Combine that with inflatable pressurized habitat modules engineered to survive temperature swings from +127°C to −173°C, and you have a construction system that any serious lunar presence — commercial, governmental, or military — is going to need.

The hotel is the wedge. The infrastructure company is the exit.

📅 Mission Roadmap

2027 — First mission lands. Live demonstration of lunar brick manufacturing on the surface.

2029 — Construction begins. Foundation laid inside a lunar lava tube cave (natural radiation and micrometeorite shielding).

2032 — First guests check in. Humanity's first off-world hotel opens.

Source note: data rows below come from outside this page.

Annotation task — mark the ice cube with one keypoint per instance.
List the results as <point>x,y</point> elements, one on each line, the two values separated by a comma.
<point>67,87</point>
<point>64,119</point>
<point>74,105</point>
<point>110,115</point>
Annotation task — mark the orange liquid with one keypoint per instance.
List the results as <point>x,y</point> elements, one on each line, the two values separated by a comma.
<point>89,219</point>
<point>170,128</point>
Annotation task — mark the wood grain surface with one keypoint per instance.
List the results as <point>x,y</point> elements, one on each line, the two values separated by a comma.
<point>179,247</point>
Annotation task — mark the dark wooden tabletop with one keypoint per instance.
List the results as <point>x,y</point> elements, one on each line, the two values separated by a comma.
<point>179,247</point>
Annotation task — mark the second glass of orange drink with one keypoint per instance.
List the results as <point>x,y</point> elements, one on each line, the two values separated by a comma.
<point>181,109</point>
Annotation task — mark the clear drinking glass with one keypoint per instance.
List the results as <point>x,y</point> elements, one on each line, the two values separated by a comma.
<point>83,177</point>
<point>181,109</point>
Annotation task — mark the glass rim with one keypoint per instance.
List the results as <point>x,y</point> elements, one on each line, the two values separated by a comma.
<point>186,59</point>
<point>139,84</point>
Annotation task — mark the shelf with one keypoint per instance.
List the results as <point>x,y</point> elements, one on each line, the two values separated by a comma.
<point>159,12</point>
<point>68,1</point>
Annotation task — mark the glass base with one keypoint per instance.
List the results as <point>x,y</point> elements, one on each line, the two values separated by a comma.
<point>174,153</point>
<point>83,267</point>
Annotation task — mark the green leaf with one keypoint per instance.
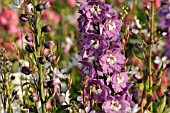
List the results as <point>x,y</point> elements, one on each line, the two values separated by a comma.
<point>167,110</point>
<point>62,109</point>
<point>159,106</point>
<point>136,55</point>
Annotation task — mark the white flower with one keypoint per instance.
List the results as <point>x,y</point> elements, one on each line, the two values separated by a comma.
<point>134,109</point>
<point>17,4</point>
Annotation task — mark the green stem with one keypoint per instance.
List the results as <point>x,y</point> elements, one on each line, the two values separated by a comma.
<point>9,110</point>
<point>39,66</point>
<point>150,51</point>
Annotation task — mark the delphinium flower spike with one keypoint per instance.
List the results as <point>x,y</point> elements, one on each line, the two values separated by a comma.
<point>105,82</point>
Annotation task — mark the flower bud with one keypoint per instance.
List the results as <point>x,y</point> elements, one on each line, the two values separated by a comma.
<point>26,70</point>
<point>41,60</point>
<point>29,48</point>
<point>46,5</point>
<point>39,7</point>
<point>45,29</point>
<point>49,44</point>
<point>24,17</point>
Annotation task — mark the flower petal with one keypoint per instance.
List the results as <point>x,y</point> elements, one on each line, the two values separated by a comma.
<point>12,6</point>
<point>21,2</point>
<point>16,1</point>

💡 Why This Is Getting VC Attention

There's a version of this that fails in 15 different ways. There's also a version where GRU becomes the Bechtel of the Moon — the construction infrastructure layer for everything that follows: mining operations, research stations, government outposts, manufacturing facilities.

NASA's Artemis program is returning boots to the Moon. SpaceX's Starship is rewriting the cost structure of getting there. The policy window is wide open. Someone is going to own the infrastructure layer. The question is who gets there first.

Chan already has SpaceX- and Anduril-aligned investors on his cap table. That's not a coincidence — that's a roadmap for who the real customers eventually are.

🎯 The Investor Thesis

This isn't a bet on space tourism. It's a bet on extraterrestrial construction becoming a multi-billion-dollar industry over the next 20 years — and GRU owning the picks-and-shovels layer before anyone else gets there.

If the lunar economy develops even remotely like the offshore oil economy did, whoever controls construction infrastructure captures outsized value.

The hotel gets the headlines. The ISRU brick factory is what generates the returns.

Early stage. High conviction required. Absolutely worth watching.